Now, I’m writing the Civil War first draft, working on the rewrite of Gabriel, and have just been taken over again by a rogue character who insists on having a book written about her. And she is very, very persistent. So, and I know this is not the way a real writer works, I’m involved with three novels, at varying stages. And each as different from the other as it could possibly be. Each requires a unique voice and style. Is there such a thing as writer ADHD?
While this is an overview of what I’ve been trying to do for the past several months, much has happened along the way. In future posts I’ll write about meeting the fantastic authors who were at Portland’s Wordstock earlier this month. And the writing workshops I attended there. And the writing workshop I attended in September that made me feel like a gigantic imposter, before finally inspiring me to continue. This new writing gig has led me to meet some fascinating people, and to experience things I would never have experienced otherwise.
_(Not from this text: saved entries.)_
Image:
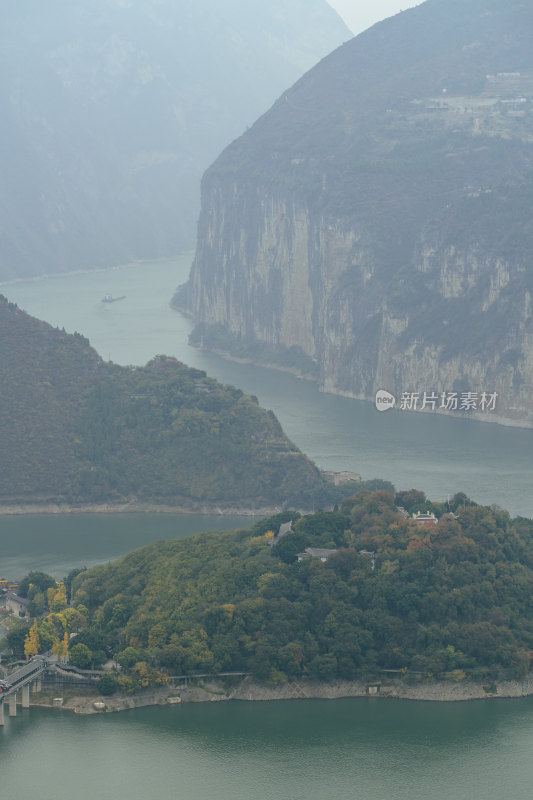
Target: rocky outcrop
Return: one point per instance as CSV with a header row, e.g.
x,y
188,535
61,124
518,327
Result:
x,y
377,218
110,112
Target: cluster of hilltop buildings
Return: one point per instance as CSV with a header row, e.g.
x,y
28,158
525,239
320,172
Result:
x,y
426,519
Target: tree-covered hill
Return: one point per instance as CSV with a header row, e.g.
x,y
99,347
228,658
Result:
x,y
74,428
454,599
376,220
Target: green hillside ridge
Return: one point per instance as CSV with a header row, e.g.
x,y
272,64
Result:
x,y
76,429
377,217
449,601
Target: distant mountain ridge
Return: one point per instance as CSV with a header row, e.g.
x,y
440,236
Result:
x,y
111,110
75,429
375,223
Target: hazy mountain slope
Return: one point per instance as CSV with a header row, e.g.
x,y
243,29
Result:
x,y
111,110
377,218
76,429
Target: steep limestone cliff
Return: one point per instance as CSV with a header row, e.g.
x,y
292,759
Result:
x,y
376,222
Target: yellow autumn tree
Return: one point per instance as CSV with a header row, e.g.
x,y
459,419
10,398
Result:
x,y
31,642
60,647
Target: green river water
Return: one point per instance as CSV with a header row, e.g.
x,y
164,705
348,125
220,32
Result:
x,y
365,749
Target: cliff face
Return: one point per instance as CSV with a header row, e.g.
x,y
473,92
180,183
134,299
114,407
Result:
x,y
377,219
110,112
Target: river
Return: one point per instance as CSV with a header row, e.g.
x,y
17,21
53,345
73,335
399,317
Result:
x,y
440,455
357,749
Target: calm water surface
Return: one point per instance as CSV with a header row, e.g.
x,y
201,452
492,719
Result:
x,y
57,543
302,750
439,455
305,750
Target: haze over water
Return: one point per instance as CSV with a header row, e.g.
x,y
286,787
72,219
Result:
x,y
440,455
358,749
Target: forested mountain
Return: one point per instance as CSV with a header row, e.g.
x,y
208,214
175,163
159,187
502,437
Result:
x,y
76,429
110,110
454,599
374,225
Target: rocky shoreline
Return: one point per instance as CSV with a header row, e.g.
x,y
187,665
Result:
x,y
247,690
132,508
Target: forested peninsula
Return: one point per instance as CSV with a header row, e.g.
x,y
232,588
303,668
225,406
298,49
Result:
x,y
78,430
360,593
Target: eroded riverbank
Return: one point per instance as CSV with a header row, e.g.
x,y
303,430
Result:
x,y
247,690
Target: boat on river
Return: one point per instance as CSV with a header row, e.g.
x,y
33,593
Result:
x,y
108,298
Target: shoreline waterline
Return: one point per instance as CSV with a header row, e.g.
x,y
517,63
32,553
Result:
x,y
247,690
21,509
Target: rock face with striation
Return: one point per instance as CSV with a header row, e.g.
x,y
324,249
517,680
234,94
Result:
x,y
374,227
111,110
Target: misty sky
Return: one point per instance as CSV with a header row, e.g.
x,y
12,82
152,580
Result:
x,y
361,14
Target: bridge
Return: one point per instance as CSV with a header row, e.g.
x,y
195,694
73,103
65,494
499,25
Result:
x,y
18,680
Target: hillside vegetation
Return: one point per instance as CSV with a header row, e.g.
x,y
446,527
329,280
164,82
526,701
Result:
x,y
74,428
375,221
451,600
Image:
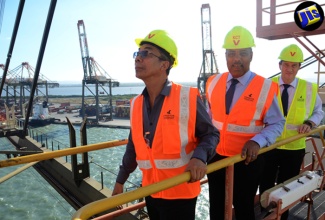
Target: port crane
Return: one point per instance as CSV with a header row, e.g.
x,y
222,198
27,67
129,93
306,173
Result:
x,y
209,64
94,74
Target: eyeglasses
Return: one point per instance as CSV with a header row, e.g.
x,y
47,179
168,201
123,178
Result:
x,y
145,53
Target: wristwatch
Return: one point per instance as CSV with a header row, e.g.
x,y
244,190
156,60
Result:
x,y
308,123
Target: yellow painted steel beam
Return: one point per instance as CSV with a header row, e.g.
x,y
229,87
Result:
x,y
60,153
102,205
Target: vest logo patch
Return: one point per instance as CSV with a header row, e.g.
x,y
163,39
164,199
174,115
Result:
x,y
169,115
249,97
301,99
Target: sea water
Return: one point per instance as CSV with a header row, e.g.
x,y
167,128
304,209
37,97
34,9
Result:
x,y
28,196
76,89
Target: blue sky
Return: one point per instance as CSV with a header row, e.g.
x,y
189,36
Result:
x,y
112,25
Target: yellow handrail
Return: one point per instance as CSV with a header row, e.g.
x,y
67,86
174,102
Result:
x,y
60,153
102,205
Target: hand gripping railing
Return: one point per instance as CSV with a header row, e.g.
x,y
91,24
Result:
x,y
103,205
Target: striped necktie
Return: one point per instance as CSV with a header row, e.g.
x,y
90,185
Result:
x,y
285,99
230,94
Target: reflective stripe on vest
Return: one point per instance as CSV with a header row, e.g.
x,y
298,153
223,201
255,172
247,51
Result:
x,y
183,131
252,128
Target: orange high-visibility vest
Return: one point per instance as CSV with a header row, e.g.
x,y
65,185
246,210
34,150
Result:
x,y
173,144
245,119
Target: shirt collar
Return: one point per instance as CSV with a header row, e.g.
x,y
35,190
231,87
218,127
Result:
x,y
243,79
293,83
165,91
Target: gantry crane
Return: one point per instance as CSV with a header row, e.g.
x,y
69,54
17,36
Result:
x,y
209,65
93,74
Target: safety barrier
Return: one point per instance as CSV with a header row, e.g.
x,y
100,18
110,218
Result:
x,y
105,204
60,153
102,205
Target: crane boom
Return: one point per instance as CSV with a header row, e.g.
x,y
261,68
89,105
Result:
x,y
84,50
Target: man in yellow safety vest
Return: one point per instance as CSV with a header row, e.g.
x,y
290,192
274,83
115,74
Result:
x,y
302,108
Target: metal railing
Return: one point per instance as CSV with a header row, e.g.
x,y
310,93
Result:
x,y
103,205
114,201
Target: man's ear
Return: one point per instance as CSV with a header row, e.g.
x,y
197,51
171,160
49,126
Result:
x,y
165,65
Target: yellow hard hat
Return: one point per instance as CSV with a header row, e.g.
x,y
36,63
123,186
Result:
x,y
162,39
292,53
238,38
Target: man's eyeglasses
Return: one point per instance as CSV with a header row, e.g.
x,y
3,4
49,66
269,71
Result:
x,y
145,53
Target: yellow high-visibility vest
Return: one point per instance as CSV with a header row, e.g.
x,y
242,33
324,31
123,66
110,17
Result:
x,y
301,108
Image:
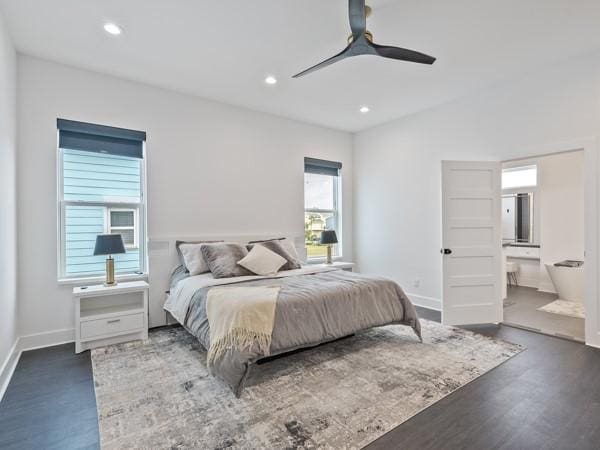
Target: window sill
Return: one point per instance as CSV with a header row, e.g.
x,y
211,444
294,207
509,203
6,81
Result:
x,y
98,280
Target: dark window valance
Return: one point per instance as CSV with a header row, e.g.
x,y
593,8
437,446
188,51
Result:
x,y
322,167
90,137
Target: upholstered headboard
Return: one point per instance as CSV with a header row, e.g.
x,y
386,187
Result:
x,y
162,259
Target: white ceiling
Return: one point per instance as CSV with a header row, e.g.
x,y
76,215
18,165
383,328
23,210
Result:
x,y
223,49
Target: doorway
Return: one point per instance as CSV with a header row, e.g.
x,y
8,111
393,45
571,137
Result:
x,y
469,293
543,244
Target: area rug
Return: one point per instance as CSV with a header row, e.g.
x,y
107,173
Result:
x,y
345,394
565,308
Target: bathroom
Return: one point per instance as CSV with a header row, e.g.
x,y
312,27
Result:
x,y
543,244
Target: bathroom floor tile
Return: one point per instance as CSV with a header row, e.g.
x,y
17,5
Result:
x,y
521,309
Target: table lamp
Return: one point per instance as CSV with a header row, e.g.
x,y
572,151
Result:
x,y
109,244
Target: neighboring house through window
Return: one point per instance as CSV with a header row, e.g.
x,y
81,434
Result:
x,y
322,210
101,191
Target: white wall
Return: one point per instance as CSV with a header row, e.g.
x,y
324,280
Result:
x,y
561,197
212,169
8,198
397,178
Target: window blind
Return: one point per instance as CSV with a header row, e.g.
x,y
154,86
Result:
x,y
95,138
322,167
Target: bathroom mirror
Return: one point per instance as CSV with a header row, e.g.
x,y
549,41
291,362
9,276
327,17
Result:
x,y
517,217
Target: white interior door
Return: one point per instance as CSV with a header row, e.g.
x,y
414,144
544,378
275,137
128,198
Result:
x,y
472,242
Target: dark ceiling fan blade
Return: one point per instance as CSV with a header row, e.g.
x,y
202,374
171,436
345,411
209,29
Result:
x,y
402,54
358,17
343,54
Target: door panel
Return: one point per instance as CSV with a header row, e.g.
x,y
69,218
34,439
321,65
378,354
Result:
x,y
471,209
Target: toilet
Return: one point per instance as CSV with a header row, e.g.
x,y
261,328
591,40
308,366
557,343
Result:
x,y
569,282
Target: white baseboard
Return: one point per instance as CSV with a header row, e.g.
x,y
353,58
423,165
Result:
x,y
8,367
426,302
46,339
31,342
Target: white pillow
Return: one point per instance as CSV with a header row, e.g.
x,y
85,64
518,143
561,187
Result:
x,y
192,256
262,261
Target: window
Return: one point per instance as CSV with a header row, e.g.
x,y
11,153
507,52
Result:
x,y
123,222
321,204
101,191
516,177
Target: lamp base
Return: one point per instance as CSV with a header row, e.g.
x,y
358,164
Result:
x,y
110,272
329,259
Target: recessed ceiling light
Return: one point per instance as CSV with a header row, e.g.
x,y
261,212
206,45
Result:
x,y
271,80
112,28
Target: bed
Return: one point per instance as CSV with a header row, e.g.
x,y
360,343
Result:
x,y
313,305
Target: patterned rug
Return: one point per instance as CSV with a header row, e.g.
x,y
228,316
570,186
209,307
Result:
x,y
344,394
565,308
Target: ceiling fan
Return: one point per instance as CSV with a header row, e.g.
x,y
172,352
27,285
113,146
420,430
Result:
x,y
361,42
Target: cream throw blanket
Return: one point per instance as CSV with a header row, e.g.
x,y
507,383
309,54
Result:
x,y
240,317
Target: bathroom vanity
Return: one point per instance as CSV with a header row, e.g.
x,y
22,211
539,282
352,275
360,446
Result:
x,y
527,256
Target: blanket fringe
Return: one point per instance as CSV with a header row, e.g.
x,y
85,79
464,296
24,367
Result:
x,y
239,339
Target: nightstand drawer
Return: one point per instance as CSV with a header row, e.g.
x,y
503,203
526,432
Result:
x,y
119,324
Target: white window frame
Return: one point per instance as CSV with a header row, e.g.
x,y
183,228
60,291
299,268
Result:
x,y
519,169
109,228
337,214
62,204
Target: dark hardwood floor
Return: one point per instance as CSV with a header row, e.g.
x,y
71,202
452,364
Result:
x,y
547,397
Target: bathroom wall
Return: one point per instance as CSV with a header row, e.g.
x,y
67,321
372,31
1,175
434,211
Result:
x,y
561,199
558,223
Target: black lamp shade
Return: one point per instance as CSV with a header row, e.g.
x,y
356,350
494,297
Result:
x,y
109,244
328,237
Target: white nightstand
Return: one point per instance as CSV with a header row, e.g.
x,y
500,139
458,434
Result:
x,y
109,315
348,266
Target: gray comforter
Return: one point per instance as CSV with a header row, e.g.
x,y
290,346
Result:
x,y
311,309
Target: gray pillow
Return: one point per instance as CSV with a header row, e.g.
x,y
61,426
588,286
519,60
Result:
x,y
222,259
275,246
180,255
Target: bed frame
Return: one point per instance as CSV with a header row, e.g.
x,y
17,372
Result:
x,y
162,259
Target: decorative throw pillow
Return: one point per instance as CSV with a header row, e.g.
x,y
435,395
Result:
x,y
222,259
276,246
178,244
262,261
193,259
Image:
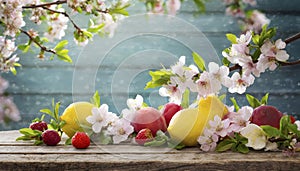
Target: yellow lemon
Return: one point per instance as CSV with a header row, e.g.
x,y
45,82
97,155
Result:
x,y
75,116
188,124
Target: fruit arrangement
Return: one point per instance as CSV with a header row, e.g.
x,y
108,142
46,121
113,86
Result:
x,y
206,123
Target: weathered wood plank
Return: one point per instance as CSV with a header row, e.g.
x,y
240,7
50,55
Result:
x,y
131,157
185,161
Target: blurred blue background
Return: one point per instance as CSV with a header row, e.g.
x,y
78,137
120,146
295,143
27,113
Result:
x,y
118,67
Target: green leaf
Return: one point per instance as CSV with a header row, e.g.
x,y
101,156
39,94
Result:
x,y
185,99
47,111
253,102
284,122
235,104
232,38
61,45
200,5
199,61
225,62
24,47
96,99
224,145
64,57
242,148
264,100
159,78
270,131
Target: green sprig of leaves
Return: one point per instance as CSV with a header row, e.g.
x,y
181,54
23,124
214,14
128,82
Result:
x,y
159,78
254,102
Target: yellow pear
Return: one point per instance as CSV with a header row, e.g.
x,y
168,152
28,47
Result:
x,y
75,116
188,124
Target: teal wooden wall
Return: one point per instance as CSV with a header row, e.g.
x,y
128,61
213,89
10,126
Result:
x,y
117,67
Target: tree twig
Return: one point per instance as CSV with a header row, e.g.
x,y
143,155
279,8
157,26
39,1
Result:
x,y
66,15
292,38
45,4
287,41
43,48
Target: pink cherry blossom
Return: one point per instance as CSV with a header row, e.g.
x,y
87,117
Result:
x,y
120,130
207,84
240,82
208,140
220,73
240,119
221,127
271,53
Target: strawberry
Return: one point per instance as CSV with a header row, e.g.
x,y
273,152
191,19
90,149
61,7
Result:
x,y
81,140
51,137
143,136
41,126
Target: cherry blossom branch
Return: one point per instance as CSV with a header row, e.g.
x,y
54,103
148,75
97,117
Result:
x,y
66,15
292,38
43,48
46,4
287,41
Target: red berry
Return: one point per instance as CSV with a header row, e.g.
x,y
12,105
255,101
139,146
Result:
x,y
170,110
51,137
143,136
81,140
41,126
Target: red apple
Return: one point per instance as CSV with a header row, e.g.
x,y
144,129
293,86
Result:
x,y
266,115
169,111
150,118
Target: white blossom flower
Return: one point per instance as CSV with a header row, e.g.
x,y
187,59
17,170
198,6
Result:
x,y
255,135
207,85
110,24
221,127
298,125
173,6
240,82
271,53
133,106
120,130
240,119
172,91
100,118
57,26
208,140
8,110
220,73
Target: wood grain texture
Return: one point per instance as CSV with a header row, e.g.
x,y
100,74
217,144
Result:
x,y
23,156
38,82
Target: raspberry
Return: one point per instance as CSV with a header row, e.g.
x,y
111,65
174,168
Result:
x,y
41,126
81,140
143,136
51,137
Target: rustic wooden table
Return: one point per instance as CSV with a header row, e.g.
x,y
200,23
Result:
x,y
24,156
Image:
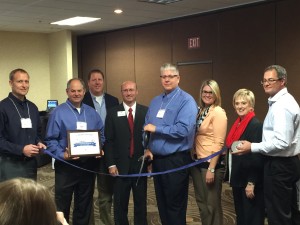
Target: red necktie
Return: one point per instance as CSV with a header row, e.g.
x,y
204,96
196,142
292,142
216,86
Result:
x,y
130,121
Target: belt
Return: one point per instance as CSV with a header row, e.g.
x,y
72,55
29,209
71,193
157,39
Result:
x,y
172,154
16,158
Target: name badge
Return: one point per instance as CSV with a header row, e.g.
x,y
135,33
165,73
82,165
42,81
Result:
x,y
121,113
161,113
26,123
81,126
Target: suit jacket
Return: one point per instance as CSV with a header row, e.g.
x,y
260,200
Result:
x,y
249,167
110,101
117,134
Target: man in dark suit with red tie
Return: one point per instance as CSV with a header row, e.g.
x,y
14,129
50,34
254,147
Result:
x,y
101,101
123,148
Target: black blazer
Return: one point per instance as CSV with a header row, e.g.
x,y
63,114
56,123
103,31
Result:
x,y
110,101
249,167
117,134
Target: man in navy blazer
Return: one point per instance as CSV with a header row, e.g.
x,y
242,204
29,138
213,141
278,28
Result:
x,y
101,101
121,160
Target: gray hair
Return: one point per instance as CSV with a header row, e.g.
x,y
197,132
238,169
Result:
x,y
79,79
281,72
12,73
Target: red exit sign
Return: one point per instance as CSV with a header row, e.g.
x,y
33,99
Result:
x,y
193,42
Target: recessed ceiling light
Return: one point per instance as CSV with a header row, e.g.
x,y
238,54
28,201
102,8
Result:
x,y
118,11
75,21
165,2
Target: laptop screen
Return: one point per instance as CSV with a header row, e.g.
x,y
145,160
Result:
x,y
51,104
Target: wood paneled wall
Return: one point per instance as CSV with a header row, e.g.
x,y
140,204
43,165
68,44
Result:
x,y
235,47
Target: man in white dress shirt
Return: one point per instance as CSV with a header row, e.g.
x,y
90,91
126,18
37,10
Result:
x,y
281,146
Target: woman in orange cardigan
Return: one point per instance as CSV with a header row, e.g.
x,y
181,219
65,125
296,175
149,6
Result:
x,y
209,139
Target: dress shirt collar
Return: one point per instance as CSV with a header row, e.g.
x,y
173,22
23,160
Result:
x,y
280,93
72,106
172,93
16,100
126,108
100,97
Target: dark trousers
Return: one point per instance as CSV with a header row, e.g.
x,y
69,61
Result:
x,y
122,188
280,177
171,189
249,211
13,167
105,190
69,180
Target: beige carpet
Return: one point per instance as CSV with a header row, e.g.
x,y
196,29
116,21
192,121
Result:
x,y
46,177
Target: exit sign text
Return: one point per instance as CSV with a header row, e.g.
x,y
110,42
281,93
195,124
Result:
x,y
193,42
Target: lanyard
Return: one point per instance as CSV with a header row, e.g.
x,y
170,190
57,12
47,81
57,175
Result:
x,y
18,110
169,101
75,114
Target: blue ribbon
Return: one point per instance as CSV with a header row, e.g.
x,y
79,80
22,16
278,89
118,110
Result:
x,y
142,174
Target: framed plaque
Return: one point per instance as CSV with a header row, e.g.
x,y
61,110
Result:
x,y
84,143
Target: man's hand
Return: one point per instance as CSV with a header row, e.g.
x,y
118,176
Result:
x,y
31,150
210,177
68,157
243,148
101,154
113,170
150,127
148,154
41,147
249,190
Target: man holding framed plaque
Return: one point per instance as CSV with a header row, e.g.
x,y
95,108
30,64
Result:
x,y
75,134
123,148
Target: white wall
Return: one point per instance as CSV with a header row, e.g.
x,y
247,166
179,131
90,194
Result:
x,y
46,57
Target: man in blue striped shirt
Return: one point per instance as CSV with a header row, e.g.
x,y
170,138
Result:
x,y
171,120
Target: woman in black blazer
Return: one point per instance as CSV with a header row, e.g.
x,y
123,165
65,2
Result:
x,y
246,171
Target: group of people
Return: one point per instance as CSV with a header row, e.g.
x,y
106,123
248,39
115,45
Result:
x,y
262,168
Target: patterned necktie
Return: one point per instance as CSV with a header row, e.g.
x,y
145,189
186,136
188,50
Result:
x,y
130,121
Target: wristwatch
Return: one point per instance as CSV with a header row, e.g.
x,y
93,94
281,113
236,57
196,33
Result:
x,y
212,170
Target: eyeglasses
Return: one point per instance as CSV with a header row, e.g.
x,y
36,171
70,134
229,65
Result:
x,y
270,81
207,92
128,90
167,76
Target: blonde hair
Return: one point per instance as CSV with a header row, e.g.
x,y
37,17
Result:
x,y
23,201
244,94
215,90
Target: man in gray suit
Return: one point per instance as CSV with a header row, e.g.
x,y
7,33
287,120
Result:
x,y
123,148
101,102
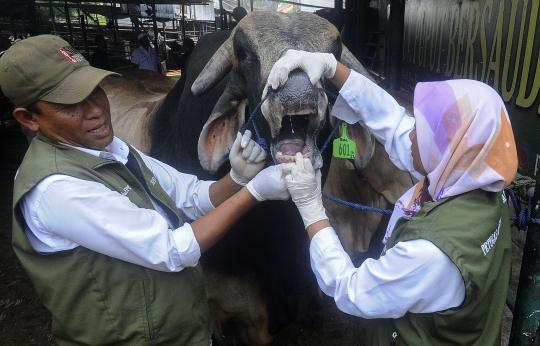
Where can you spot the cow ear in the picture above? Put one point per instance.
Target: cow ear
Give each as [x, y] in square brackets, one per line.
[219, 132]
[217, 67]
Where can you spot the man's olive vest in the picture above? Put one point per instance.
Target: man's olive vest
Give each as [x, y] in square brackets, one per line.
[96, 299]
[473, 230]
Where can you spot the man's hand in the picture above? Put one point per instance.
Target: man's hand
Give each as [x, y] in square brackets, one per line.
[304, 185]
[247, 159]
[269, 184]
[316, 65]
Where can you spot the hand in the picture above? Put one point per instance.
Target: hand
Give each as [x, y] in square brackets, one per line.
[304, 185]
[316, 65]
[269, 184]
[247, 159]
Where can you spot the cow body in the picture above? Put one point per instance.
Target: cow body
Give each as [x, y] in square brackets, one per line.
[256, 274]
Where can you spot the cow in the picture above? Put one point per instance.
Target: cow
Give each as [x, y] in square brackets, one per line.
[254, 274]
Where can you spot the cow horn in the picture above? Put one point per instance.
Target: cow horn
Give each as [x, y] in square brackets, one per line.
[349, 60]
[216, 68]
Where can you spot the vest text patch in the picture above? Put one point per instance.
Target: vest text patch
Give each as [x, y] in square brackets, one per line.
[490, 243]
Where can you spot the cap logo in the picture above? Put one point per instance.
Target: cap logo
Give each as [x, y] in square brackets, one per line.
[71, 54]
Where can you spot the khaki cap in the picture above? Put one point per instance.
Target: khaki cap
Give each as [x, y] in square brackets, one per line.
[47, 68]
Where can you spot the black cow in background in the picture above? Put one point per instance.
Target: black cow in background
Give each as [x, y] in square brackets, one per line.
[257, 274]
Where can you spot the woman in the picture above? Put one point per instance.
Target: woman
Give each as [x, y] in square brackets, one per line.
[443, 275]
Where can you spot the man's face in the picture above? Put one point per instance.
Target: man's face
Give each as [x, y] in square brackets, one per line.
[85, 124]
[417, 161]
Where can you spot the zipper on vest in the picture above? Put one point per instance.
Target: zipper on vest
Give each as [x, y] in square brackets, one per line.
[394, 337]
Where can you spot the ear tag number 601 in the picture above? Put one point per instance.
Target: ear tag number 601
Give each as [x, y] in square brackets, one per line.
[344, 148]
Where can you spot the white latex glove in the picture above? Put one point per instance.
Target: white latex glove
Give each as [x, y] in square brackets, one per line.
[247, 158]
[316, 65]
[304, 184]
[269, 185]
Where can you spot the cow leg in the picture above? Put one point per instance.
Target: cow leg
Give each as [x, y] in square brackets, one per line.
[238, 310]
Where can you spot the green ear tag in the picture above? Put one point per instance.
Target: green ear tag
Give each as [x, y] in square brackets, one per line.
[344, 148]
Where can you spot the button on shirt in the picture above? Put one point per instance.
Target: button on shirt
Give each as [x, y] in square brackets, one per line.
[146, 59]
[63, 212]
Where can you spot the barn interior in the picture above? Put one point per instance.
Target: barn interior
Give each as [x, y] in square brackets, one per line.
[367, 29]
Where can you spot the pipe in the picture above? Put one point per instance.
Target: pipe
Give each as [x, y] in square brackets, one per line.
[526, 320]
[85, 38]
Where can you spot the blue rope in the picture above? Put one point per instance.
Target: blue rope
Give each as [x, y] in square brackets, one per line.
[523, 217]
[260, 140]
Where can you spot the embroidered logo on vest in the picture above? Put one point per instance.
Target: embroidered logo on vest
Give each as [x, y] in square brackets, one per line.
[492, 240]
[126, 190]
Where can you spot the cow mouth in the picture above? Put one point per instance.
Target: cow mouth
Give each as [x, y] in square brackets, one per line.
[295, 136]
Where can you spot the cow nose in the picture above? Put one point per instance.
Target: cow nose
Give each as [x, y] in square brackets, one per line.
[297, 88]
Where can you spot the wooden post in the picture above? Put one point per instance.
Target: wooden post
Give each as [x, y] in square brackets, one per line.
[394, 54]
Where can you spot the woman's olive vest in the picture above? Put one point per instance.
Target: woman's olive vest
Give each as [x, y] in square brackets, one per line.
[473, 230]
[96, 299]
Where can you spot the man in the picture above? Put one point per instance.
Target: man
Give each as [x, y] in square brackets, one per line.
[144, 57]
[98, 225]
[100, 57]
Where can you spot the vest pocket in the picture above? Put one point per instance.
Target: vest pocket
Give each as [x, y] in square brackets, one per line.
[146, 296]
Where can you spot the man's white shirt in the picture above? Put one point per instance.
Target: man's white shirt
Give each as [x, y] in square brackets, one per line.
[63, 212]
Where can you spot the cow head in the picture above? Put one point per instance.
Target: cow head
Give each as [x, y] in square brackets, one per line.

I don’t see the obsession ending anytime soon.
Happy reading!
Monica

Saturday, October 22, 2011

With this first blog post I have officially stepped so far out of my comfort zone that I am now in a new zip code--and it's not even a west coast zip code. Anyone who has ever tried something new, something daunting, something that once they started they wondered “What the hell was I thinking?” will understand with what trepidation I undertake this. This is but the latest of many steps I have taken in a new journey that I embarked upon this past spring.  I decided to try my hand at something I’d dreamed of doing all my life, but never had the courage to actually attempt. I’m writing. I’m writing books! Story ideas have filled my mind for as long as I can remember, but I have never done anything with them. It was always, “Someday, I’ll have to write that book.” Someday. But somedays have a way of coming and going and before you realize it, years have gone by. When one particular story idea took up residence in my imagination and wouldn’t leave I had to admit the day had come; it was time to try my hand at writing. Finally putting pen to paper, or fingertips to keyboard, I had no idea how obsessive I would become about this new venture. Characters are now stalking me, plot twists wake me from my sleep, and time tends to get away from me as I furiously try to get words down before they slip away from me. And the learning curve has been nothing less than the wildest of roller coasters.
My hope is that this blog will be a way of chronicling my experiences as a fledging writer. Emphasis on fledgling. As I learn the craft, (six months ago I didn’t even know it was a ‘craft’), try new things, meet mentors, scream that I don’t know what I’m doing and what was I thinking, I will share it here. Already, so much has happened that I wish I could have shared in a blog. I’ll try to use the first few blogs to catch up, with all the good, the bad, and the ugly. And the surprising, and inspiring as well.